I’m sorry, but…let them? What China did was totally legal in China, and there was nothing that could be done once they got the bid, because you have to follow the laws of the bid city and country. The real problem was allowing them to bid in the first place-the qualifying rules are too damn lax in the first place. BTW, if a bid comes from Florida and they pull the same shit or something similar(censorship, discrimination etc.) there is nothing that can be done about it under the present rules.
All in all, people bent over backwards to accommodate China…and ended up kissing their own asses.

Why the holy hell would SF writers want to support China like that? Ah, I see- ballot box stuffing.

Ah, that explains that.

Yep “stuffing the ballot box” is a tradition, but…

Nice, thanks-
The Worldcon organisers “should have taken our concerns about the awards being held in China seriously from the beginning. We knew something like this was going to happen,” said Xiran.

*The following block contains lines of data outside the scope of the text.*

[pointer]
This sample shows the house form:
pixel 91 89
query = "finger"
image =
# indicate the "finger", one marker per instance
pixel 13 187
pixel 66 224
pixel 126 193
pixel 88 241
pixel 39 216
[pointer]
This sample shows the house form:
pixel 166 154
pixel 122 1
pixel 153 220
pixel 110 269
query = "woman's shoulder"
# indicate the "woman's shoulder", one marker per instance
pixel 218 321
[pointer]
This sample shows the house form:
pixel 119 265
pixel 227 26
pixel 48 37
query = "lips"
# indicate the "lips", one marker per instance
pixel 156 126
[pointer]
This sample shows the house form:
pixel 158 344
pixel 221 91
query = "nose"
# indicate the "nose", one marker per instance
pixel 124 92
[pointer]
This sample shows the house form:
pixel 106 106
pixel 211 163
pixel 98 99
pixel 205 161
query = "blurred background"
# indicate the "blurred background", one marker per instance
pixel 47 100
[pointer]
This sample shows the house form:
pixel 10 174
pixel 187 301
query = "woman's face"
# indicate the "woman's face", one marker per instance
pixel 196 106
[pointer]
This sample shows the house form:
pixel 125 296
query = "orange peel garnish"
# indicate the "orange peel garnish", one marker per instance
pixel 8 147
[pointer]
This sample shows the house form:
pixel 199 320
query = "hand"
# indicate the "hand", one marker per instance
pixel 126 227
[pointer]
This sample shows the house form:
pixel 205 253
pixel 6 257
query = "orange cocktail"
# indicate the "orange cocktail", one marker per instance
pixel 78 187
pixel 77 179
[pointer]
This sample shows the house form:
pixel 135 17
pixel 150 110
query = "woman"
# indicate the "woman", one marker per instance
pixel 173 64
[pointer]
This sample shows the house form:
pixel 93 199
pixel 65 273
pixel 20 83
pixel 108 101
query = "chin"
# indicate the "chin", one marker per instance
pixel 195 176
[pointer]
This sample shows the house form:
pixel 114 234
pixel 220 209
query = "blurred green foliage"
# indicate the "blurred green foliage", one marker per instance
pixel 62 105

Sadly, this all makes sense.

However, I have looked into Babel, and it is Speculative Fiction (which I really do not like at all) not true SF (there is no hard and fast borderline, that is true).

I concur.

Yes, that looks like to be a bad idea.

The Worldcon is dictated by an extensive set of rules that pretty much fit what you would expect a set of rules designed by a committee of nerds to be. (Think of the rule sets for RPGs.) They are complex, arcane, and designed to resist change. Changes to any of the rules must be voted on and implemented over a period of two years, and anything that meets the letter of the law must be carried out.

To choose a site for a Worldcon interested hosts must put together a proposal package for what they can offer, then the paid membership votes to pick a location. A group in China submitted a bid, and suddenly a couple of thousand new paying members in China joined and voted for China. At that point, the rule-bound Worldcon was bound by the rules.

Worldcons in the past have been mid- to low-level events at lesser venues. The 2023 Worldcon was bought by China to showcase a huge, expensive new convention center with a sience/science fiction theme that was still being built right up to the date of the convention, and treated and advertised it like a Comicon-scale event. See this day’s entries for example from the link I posted above:

And this excerpt in particular stands out:

I had seen the aerial view of the Chengdu Science Fiction Museum on the official website, which is quite shocking. It looks like a huge piece of silver metal foil flying down by the lake. I once joked that I would never be able to witness this form of the venue with my naked eyes – after all, I can’t fly. From the ground, the venue looks like a huge alien aircraft, with a silver-white outer shell and mostly icy blue light inside. From an aesthetic point of view, this sci-fi feel is relatively avant-garde, rather than being something from the present day…

There were many young people and children at the event, which I had never thought about before. Groups of primary school students visited this event under the guidance of their teachers. There was also an award ceremony for the essay competition in an exhibition hall on the second floor. I can’t do anything other than praise Chengdu’s education sector! Maybe the next Liu Cixin will emerge from these children?

There were many college students on site, including booth staff and student media interviewing guests. As a person who was very capable of making waves when they were in college, I can’t help but sigh and think that it’s great to be young! Many of these college students have not yet shed their youthfulness, and they are full of bookishness and strong idealism. After all, science is “fantastical”. If you don’t have a little bit of the second spirit, how can you have the ambition to conquer the stars and the sea?

SF writers don’t choose the Worldcon site. It’s chosen by fans at the Worldcon two years previously.

To be fair, some SF writers are also fans :wink:

But yeah, why would a bunch of SF fans want to be inclusive and welcome a large community of mostly like-minded fans who had been previously underserved (or even mistreated in some cases) by the broader SF community?

Which is completely irrelevant to the WSFC. Plenty of Hugo winners have been pure fantasy.